Chair Richard Neal (D-MA) said, “We’ve all seen those commercials where the parents tell the kids that this year, they’ll finally get to go to Disneyland. Well, imagine the follow-up conversation where the parents deliver the bad news that the AMT took away their trip to see Mickey. This is real life. These are the real economic consequences for middle-class working families who are told they owe more in taxes than they previously thought.”
“I’ve been an opponent of the AMT going back to my earliest days in Congress,” said Ranking Member Phil English (R-PA). The AMT not only affects families but it also affects “the most effective job creators in the country: small businesses,” he said. Rep. English said that the AMT must be fixed so that it no longer negatively impacts families but that any fix must not be at the expense of small business owners.
“Throughout the year, I am in the habit of projecting my income tax liability, to ensure that we get a substantial refund,” said Maggie Rauch, a certified public accountant (CPA). She continued, “With three young children, savings is often impossible. We use our tax refund as our ‘forced’ savings plan. The refunds usually go for our extras a new computer or our vacation to Disneyworld. In February, I projected our refund for 2007 and was dumbfounded when I saw that we were going to be in AMT.” Ms. Rauch said that her family could not have planned to avoid the AMT given that they take very few deductions only the standard deduction for each family member. She told the subcommittee that her family does not own a home, stocks, or other assets but that just by taking the deductions allowable under current tax law, her family’s tax bracket “will go from 15 percent to 26 percent.”
David A. Lifson, president-elect of the New York State Society of Certified Public Accountants, said, “The AMT is in substance, predominately a secret tax on the portion of our income paid over as taxes to state and local governments to provide community services, such as schools, public safety and low income household support. To a lesser extent, it also quietly takes back tax savings from family tax relief mechanisms and benefits built into the regular tax system, and deductions that might be otherwise allowed relating to the production of gross income.” Mr.
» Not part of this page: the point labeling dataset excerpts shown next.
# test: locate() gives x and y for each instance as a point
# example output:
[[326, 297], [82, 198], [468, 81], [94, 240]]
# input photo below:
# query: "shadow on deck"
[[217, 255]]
Lifson offered five examples of very different families with one common feature: each was subject to the AMT. He noted that all of the families “were compiled from hundreds of similar examples for the 2006 income tax year to illustrate how the AMT is affecting average Americans who pay income tax.” He concluded his remarks by advocating a repeal of the AMT; he said that if repeal was not possible “then major reform to the AMT is needed. Increasing and indexing the AMT exemption amounts to a figure much larger than today would remove more Americans from this needlessly complex burden.”
Joel Campbell, a taxpayer living in Northern Virginia, described how the increasing value of his home made his family subject to the AMT: “The increasing real estate tax plus the amounts paid for the state income tax and the local personal property tax, none of which are deductible for the alternative minimum tax, is the cause of my being subject to the AMT. This is of course on top of the loss of middle class deductions for things like college tuition payments.” He continued, “With the average citizen attempting to fund education for their children, retirement for themselves and provide health care for the family, all of which are increasing faster than income or inflation, any loss of disposable income is a cause for concern. The desire of all working persons is to increase their earnings; however, the AMT seems to be a disincentive to having increased earnings. As earnings increase, so do state and local income taxes. Additionally, there is the tendency to move to a larger home and thus increase real property tax and all this increases the chances of being hit by the AMT.”
Additional witnesses included: Michael K. Day, Sr., president of Baltimore County Professional Fire Fighters Association; Jon A. Nixon, a partner at Katzman Weinstein and Co.; and Joseph W. Walloch, on behalf of the American Institute of Certified Public Accountants.